The current NTM guideline recommends that clinicians integrate clinical, radiographic, and microbiological data to distinguish between NTM-PD and NTM-PC [4]. Nevertheless, determining the clinical status of NTM is often challenging. For instance, it can be perplexing to differentiate between patients with an active NTM infection and those with structural lung disease exhibiting NTM colonization only [7]. To address this clinical challenge, studies have been conducted to assess the differences between NTM-PD and NTM-PC. These findings suggest that female sex, a low body mass index, a history of previous pulmonary tuberculosis (TB), comorbidities such as chronic obstructive pulmonary disease, a positive sputum acid-fast smear (AFS), isolation of Mycobacterium kansasii from respiratory tract samples, and radiographic findings indicating nodular bronchiectasis and cavitary lesions are factors predictive of NTM-PD rather than NTM-PC [8, 9]. Despite these efforts, a single definitive and objective test to differentiate NTM-PD from NTM-PC is still lacking.
Given the recent rapid evolution of artificial intelligence (AI), deep learning models in neural networks have shown promising results in distinguishing between NTM-PD and pulmonary TB based on chest X-ray (CXR) and chest computed tomography (CT) [10, 11]. Furthermore, another study demonstrated that a deep learning model may be able to predict the long-term mortality of patients with NTM-PD using CXRs, with its accuracy increasing when CXRs were combined with clinical information [12]. These findings provide evidence that AI models have the potential to recognize image features and clinical information associated with NTM-PD. Therefore, we hypothesize that AI might offer a solution for distinguishing between NTM-PD and NTM-PC.
Hence, we initiated this study to evaluate whether a deep learning model using clinical information and chest CT could be employed to differentiate between NTM-PD and NTM-PC among patients with NTM isolation from respiratory specimens.
Materials and methods
Study design
This study was conducted at two hospitals, one serving as the internal cohort and the other serving as the external cohort. The institutional review board of National Taiwan University Hospital approved this study (111-177-F). The objective was to investigate the performance of the deep learning model in distinguishing between NTM-PD and NTM-PC. We retrospectively identified adult patients (> 20 years old) with NTM isolated from respiratory specimens and a chest CT performed within 3 months of the NTM isolation between January 2017 and December 2021. Considering the prevalence and clinical significance of the known NTM species [13], we enrolled only patients with isolates of the Mycobacterium avium complex*, M. abscessus* complex, and M. kansasii in this study.

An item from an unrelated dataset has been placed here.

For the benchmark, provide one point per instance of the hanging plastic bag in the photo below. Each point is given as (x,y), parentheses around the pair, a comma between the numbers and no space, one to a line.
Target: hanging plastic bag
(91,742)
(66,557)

Three clinical experts, each with more than 5 years of clinical experience in managing patients and conducting research in the NTM field, independently evaluated the NTM disease status of the enrolled participants. Their assessments adhered to the current NTM-PD guidelines [4]. Owing to our study’s retrospective nature and the lack of standardized NTM surveillance, clinical experts were instructed not to consider the number of NTM samples collected and cultured when they made their judgments. In the event of discrepancies among the three experts (nonconsensual status), the NTM disease status was determined using a majority rule approach. Owing to the demanding workload involved in interpreting chest CT images by the three experts, the study included approximately 60% of all cases with available chest CT scans at the participating hospital during the study period.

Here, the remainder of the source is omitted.